Banca Generali ha ceduto l'1,92%. La compagnia ha deliberato di non procedere al pagamento della prima tranche del dividendo 2020 (relativo all'esercizio 2019), pari a 1,55 euro. La decisione è stata presa in linea alle raccomandazioni della BCE e della Banca d'Italia che prevedono la richiesta al sistema bancario di astenersi dal pagare dividendi fino al 1° gennaio 2021. La seconda tranche resta ad oggi confermata.

 

In difficoltà i titoli del settore petrolifero.
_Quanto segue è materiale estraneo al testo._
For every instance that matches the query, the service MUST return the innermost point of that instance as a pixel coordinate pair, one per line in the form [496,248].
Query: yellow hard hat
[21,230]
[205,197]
ENI ha subito uno scivolone del 4,18% a 6,418 euro.

Performance decisamente negativa anche per Saipem (-3,28%) e Tenaris (-4,99%).

 

Atlantia si è allineata al trend negativo del mercato (-3,66%), dopo il rally registrato il 14 ottobre. Il Sole24Ore ha scritto che Cassa Depositi e Prestiti starebbe definendo la struttura dell’operazione attraverso cui rilevare l’88% di Autostrade per l’Italia. In particolare, la CDP dovrebbe essere a capo di una nuova società partecipata anche da investitori italiani. Questo gruppo andrebbe a costituire un veicolo di investimento insieme ad altri investitori esteri che formalmente presenterà l’offerta per la quota di controllo cella concessionaria autostradale.

 

Tiscali ancora sotto i riflettori, dopo la forte volatilità delle precedenti due sedute. Il titolo ha perso il 3,28% a 0,0236 euro.